J'achète l'impensable. Je mets la revue dans une pochette avec mon plan de Toulouse et je pars déjeuner avec les étudiants. Jeunes filles et jeunes garçons, cartes postales les plus usitées en main me demandent ce que j'ai acheté en cachette. Je leur montre la revue de "Monsieur Toussaint LOUVERTURE". Ils sont étonnés. C'est une vue imprenable que je leur offre. Ils s'en souviendront plus tard. Je tourne les pages en leur faisant remarquer la finesse et l'attention de l'écriture, des paginations, de l'imaginaire de quelques phrases lues furtivement. Mon ami E.C., collègue enseignant me dit : « Voici des écrits proches de ton île virtuelle, tu devrais leur proposer quelque chose » E.C. est plus aisé que moi pour les collaborations. Je ne fais pas trop attention à sa suggestion. N'ayant pas tout bien lu, je range la revue dans ma pochette en attendant d'être seule au calme. J'accompagne les étudiants dans leur car. Je leur fais un signe de la main en guise d'au revoir, pas d'adieux car je les retrouverais quelques jours plus tard aux pays de la Loire. J'oubliais ! Qui sont-ils ? Que font-ils ? Qui suis-je ? Ils repartent à l'école supérieure des beaux-arts d'Angers où j'enseigne les nouveaux médias, des choses en réseau, en relation les unes aux autres, par regroupements, par différences, des couleurs et des écritures hypertextuelles, des graphismes qui n'y paraissent pas, une certaine fabrication des mots-plaisirs… dans l'option communication depuis 3 ans, 16 heures par semaine en venant de Paris, gare Montparnasse. Je ne sais si je vais poursuivre dans cette école ma pédagogie de conte de fée pour châteaux hantés. Ce que je sais, c'est que les rencontres me poussent au voyage. Le 26 mai 2004, c'était le vernissage d'une exposition que nous avons organisé avec mon ami et collègue E.C. enseignant à
l'école supérieure des beaux-arts de Toulouse pour les étudiants des deux écoles dans un cadre pédagogique, nommée « Les icônes Apache ». Un titre spécial pour un même sujet d'étude d'une année donné avec bonne humeur aux étudiants de deux écoles distantes, dont je ne ferais cours ici. Vous êtes déboussolés ? Nous en sommes ici le 27 mai 2004 : Le lendemain du vernissage, nous sommes partis visiter le centre d'art contemporain Les Abattoirs. Dans la librairie en attendant les étudiants, j'ai acheté la revue de M.T.L. Ils sont partis, je suis seule. Me voici dans une chambre d'hôtel toulousaine, laissant derrière moi, toute cette effervescence de groupe. J'ouvre ma pochette et je lis la revue de Z à A en passant par M. Quelle surprise ! Enfin quelque chose qui m'excite vraiment dans nos écritures contemporaines.
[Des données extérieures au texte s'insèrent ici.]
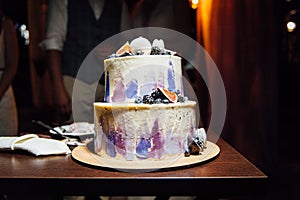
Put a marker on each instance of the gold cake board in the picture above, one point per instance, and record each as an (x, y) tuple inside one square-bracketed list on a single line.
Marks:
[(84, 155)]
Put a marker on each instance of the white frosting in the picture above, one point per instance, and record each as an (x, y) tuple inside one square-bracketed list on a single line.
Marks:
[(131, 76), (123, 130)]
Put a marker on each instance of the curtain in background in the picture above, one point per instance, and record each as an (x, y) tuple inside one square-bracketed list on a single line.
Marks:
[(240, 37)]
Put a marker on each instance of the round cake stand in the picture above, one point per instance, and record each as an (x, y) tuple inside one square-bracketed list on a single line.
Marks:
[(84, 155)]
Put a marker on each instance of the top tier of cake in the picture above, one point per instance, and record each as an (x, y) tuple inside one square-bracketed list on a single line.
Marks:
[(132, 76)]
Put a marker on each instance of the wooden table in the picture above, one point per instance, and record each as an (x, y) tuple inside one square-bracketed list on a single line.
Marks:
[(229, 174)]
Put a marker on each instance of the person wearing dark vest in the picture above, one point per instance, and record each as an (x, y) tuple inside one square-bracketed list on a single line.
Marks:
[(74, 28)]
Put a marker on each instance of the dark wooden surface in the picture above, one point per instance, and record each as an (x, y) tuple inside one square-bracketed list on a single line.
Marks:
[(229, 174)]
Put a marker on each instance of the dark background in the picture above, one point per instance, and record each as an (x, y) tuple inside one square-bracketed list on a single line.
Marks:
[(286, 173)]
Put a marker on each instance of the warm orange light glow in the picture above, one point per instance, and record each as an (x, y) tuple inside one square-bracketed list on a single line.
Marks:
[(291, 26), (194, 3)]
Quelque chose que je n'ai pas fait moi-même, rêvé sans doute mais jamais pensé toucher des yeux un jour. Mes sens s'intervertissent ainsi à la lecture. Plus tard. Je prends le train à grande vitesse jusqu'à Paris, terminus gare Montparnasse. Je prends la ligne 8, couleur violette du métro parisien. J'arrive à la station où il y a le mot "école" dedans. Je rentre chez moi. Je me connecte à Internet et pianote l'adresse suivante : http://www.monsieurtoussaintlouverture.net Arrivée dans l'autre monde, je lis le site de Z à A en passant par M. Je reconnais un auteur dont j'avais lu des textes sur son site Internet, il y a peu de temps. Il ne me connaît pas. Personne ne me connaît, d'ailleurs. Je regarde l'adresse postale de la revue : Monsieur Toussaint Louverture 82 avenue de Fronton 31200 Toulouse
Incroyable ! J'ai quasiment trouvé la revue dans son lieu d'origine ? - Une fois ma tête remplie de mots magiques, je me dis qu'il faut que je propose une collaboration particulière qui relaterait de cet itinéraire particulier. - Une nouvelle fois, je me dis, comme je ne connais personne, personne ne va me lire. - À chaque fois, je me dis que je pourrais vivre jusqu'à la fin de mes jours comme une inconnue aimant ce qui n'est pas encore connu. Peut-être parce que je ne fais aucun effort pour faire connaître ce que je fais, m'appliquant à retarder la communication de mon travail, refusant presque l'effet d'annonce ? - Pour une fois, je me dis, que je vais faire l'effort d'écrire pour des inconnus que je commence à apprendre à connaître, dont il me semble que j'ai quelque chose à partager. Ainsi j'ai pris le risque de me faire connaître en envoyant cet itinéraire jusqu'au bout du monde.